The apples the Krauses grow are pretty on the outside, crisp on the inside. Some kinds have snow-white flesh, while others have a buttery color.
It's fun to go from tree to tree, comparing how the varieties differ in taste and appearance -- an apple lover's delight.
"We encourage people to try the apples (in the orchard) to see if you like it. If you like it, pick it," Krause said.
"Lots of people come back, and they send their friends to us. This is family entertainment -- that's what they say."
Later in the day, the Topeka kindergartners left the orchard using their shirt fronts as pouches to carry apples.

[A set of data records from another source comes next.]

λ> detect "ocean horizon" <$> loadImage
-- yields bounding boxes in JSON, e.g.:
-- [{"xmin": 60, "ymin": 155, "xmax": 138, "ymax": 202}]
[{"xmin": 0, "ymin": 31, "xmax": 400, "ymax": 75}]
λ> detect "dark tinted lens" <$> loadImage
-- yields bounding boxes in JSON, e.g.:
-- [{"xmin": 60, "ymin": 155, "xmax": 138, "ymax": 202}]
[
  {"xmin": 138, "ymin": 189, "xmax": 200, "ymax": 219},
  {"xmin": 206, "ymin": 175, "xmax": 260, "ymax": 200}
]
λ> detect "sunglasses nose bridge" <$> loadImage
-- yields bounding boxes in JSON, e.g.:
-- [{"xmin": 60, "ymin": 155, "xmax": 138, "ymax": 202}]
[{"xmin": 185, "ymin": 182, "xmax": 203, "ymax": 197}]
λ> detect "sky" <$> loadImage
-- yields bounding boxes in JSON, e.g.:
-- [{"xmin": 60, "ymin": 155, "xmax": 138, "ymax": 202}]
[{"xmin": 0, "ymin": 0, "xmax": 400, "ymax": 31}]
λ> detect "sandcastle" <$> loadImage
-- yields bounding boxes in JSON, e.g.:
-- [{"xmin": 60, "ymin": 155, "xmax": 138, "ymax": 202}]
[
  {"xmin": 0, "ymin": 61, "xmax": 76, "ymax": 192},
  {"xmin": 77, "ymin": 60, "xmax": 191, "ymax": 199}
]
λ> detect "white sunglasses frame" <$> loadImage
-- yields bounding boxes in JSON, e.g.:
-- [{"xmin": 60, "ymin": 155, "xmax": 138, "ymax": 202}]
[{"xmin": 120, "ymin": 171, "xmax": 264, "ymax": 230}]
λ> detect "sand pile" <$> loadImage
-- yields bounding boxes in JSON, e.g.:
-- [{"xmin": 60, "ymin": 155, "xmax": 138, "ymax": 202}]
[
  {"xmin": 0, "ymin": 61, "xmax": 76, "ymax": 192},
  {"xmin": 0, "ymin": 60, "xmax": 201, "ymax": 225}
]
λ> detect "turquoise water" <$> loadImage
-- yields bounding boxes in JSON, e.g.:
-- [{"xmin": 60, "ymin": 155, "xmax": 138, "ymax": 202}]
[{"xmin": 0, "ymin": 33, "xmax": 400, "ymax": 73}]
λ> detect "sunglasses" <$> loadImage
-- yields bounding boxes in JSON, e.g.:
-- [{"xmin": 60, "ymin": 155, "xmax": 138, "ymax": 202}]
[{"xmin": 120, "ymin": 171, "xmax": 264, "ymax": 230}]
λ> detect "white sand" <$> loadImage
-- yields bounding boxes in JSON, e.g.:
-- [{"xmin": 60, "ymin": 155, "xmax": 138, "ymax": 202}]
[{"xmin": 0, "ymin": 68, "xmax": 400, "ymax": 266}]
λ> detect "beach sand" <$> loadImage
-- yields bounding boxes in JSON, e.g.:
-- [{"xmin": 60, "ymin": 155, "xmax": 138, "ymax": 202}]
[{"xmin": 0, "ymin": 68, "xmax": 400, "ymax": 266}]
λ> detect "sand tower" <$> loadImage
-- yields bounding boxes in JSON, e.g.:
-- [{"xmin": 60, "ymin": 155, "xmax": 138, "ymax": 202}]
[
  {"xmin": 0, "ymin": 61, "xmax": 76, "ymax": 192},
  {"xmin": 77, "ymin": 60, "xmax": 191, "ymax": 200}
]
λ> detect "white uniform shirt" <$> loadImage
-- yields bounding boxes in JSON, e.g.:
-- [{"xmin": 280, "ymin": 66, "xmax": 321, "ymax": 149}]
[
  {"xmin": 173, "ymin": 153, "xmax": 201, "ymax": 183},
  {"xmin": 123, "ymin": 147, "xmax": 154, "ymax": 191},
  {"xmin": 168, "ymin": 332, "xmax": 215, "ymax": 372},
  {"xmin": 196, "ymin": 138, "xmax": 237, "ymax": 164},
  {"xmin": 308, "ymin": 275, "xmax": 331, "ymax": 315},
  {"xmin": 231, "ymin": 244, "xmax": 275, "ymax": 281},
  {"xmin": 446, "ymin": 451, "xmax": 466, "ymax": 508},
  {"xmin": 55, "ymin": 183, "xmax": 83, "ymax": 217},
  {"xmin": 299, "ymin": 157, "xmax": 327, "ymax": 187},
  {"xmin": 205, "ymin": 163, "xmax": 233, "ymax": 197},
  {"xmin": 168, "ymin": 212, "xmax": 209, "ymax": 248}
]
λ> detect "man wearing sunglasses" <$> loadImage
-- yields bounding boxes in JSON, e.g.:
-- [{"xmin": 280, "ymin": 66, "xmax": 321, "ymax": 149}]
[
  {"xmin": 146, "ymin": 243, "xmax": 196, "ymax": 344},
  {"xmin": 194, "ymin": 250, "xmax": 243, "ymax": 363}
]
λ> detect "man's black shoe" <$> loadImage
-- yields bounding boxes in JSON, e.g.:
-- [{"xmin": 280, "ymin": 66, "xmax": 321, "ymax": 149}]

So far this year, Ken Krause said about 700 students have visited Fieldstone. He expected another 300 to come before apple season ends.
Tom Rak, a parent with the Topeka group, seemed impressed by the whole operation.
"It's amazing how many apples there are here, and how beautiful it is," he said, taking a gulp of an apple-slush drink that Krause makes and sells at his country store, along with apple cider made from the orchard's own fruit.
"Yeah, that's pretty tasty. And it's good in the warm weather, too."
The apple slush is a treat that's not to be missed on a visit to Fieldstone. If you could condense and chill all the apples in the world, then put it in a cup, that's what it would taste like.
|This week, "Home & Away" features Fieldstone Orchard and B & B. Watch the tour of the bed and breakfast, petting zoo and orchards at 9:30 a.m. and 7 p.m. today, 10 a.m. and 7:30 p.m. Thursday, 10:30 a.m. and 8:30 p.m. Friday, and 10 a.m. Saturday.|
Ken Krause is proud of his apples, and rightly so.
"Did you eat an apple up there from the tree? The taste is so different from the grocery store, (where) they taste like wood, and they're green," he said.
Meanwhile, the Fisher and Stark families have emerged from the orchard, bearing bags stuffed with apples. Each family has picked 60 pounds of fruit. Ken Krause chatted with them while they loaded everything up for the trip home.
"When people are leaving, I always say, 'Did you have a good time?' That's important to me," he said.